Staff had received training in most areas about how to care for people which assisted them in carrying out their roles. However not all staff working with people whose behaviour could challenge, had completed positive behaviour training and one person did not have guidance for supporting them when they had behaviour that challenged.
Risk assessments were in place for almost all care records checked. This provided guidance for staff and assisted in supporting people safely. Staff supported people with and managed medicines in accordance with medicines guidance. People we spoke with told us staff supported them with medicines as prescribed. We saw all except one supported house carried out weekly monitoring audits of medicines. Staff in one house had not completed these for several weeks which meant errors or omissions in that house may have gone unnoticed.
People supported and their relatives told us staff supported them or their family member in a friendly and caring way. One person said, “All my staff are very polite and friendly.” A relative told us, “We have some fantastic carers. They are very diligent and know [family member] well.”

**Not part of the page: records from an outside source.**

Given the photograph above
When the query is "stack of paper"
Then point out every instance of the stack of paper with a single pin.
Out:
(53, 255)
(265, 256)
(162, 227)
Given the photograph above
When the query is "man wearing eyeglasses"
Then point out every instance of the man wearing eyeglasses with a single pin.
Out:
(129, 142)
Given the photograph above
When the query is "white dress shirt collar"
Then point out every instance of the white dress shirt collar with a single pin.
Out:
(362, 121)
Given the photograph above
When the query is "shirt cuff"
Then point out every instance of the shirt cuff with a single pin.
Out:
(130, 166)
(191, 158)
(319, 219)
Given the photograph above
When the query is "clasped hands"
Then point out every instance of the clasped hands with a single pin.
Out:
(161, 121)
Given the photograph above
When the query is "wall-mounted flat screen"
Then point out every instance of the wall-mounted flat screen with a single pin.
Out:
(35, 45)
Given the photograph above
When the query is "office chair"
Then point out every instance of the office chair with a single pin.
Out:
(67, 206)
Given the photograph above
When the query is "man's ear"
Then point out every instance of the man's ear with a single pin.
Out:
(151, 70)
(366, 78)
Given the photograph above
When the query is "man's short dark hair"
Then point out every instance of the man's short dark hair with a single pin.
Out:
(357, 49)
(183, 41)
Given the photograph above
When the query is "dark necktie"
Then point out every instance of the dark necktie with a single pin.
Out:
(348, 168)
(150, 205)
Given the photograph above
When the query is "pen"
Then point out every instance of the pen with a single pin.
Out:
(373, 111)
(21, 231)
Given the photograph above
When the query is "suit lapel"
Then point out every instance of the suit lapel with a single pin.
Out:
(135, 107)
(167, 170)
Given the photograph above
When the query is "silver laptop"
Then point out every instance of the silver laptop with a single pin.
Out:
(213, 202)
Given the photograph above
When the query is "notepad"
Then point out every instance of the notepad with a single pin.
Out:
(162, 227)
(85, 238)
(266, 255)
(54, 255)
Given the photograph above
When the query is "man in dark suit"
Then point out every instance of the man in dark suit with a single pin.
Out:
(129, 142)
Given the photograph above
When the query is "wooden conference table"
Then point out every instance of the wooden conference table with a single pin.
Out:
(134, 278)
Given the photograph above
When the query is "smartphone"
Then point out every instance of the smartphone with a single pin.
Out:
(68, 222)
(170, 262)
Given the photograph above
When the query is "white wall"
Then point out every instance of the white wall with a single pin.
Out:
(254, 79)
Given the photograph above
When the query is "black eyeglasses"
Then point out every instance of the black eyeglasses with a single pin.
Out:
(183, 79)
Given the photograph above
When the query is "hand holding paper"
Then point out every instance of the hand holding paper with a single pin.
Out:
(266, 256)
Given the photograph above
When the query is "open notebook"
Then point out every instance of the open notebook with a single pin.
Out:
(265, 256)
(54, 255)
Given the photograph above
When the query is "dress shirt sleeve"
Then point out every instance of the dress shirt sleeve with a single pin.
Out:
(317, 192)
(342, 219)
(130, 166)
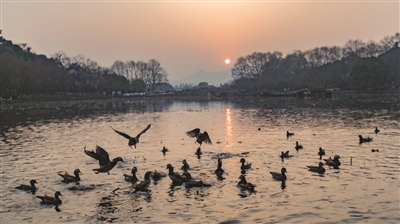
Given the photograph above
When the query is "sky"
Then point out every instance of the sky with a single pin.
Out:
(188, 36)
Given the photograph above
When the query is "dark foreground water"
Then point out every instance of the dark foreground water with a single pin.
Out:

Staff supported people to get involved in shopping and preparation of a nutritious dietary and fluid intake and staff had completed food safety training. There were safe infection control procedures and practices and staff had received infection control training. Staff wore protective clothing such as gloves and aprons when needed. This reduced the risk of infection.
Care plans were in place detailing how people wished to be supported. People who received support where possible or their relatives had been involved in making decisions about their care.
Staff understood the requirements of the Mental Capacity Act (2005). People who received support consented to care where they were able. Where people lacked capacity, appropriate best interests’ decisions were carried out.
People we spoke with knew how to raise a concern or to make a complaint. The complaints procedure was available to them and they told us any concerns were listened to and acted upon. People supported and their relatives said they were encouraged to give their opinions about the quality of care. They told us they were satisfied with the support they received.